2. MATERIAL AND METHODS

2.1. MicroCT scan and digital reconstruction

High‐resolution microCT images of the RSS1 Ldm2 were obtained with the XALT scanner (Panetta et al., 2012) at the Institute of Clinical Physiology CNR, Pisa (Italy). The tooth was scanned at 50 kVp, 2 mm Al filtration, 960 projection over 360°, 0.9 mAs/projection for a total scan time of 50 min per sample. The tomographic images were reconstructed using a parallelized version of a modified Feldkamp algorithm (Feldkamp et al., 1984) with included raw data filtration and correction procedures for various unwanted effects and artifacts. The final reconstructed volume consisted of an array of 950 × 950 × 770 isometric voxels, each with a side length of 13.8 μm.

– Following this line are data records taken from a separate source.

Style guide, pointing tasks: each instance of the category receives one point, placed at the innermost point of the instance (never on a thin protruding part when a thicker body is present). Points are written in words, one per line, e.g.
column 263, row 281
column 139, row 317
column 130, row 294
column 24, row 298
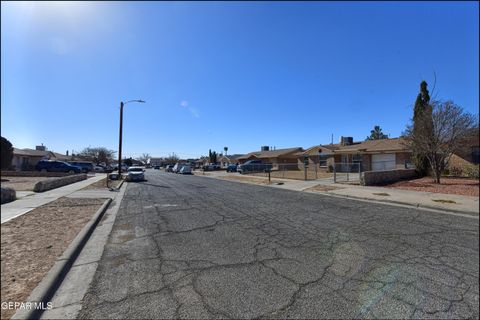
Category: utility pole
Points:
column 120, row 142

MicroCT images of RSS2 Ldm2 were acquired at the Department of Physics and Astronomy of the University of Bologna. The tooth was scanned at 130 kVp, 0.1 mm Fe filtration, 900 projections over 360°, 1.32 mAs/projection for a total scan time of 279 min per sample. The tomographic images were reconstructed using the modified Feldkamp algorithm (Feldkamp et al., 1984) with embedded compensation for mechanical misalignments and raw data pre‐correction for beam‐heardening. The final reconstructed volume consisted of an array of 950 × 950 × 770 cubic voxels, each with a side length of 13.8 μm.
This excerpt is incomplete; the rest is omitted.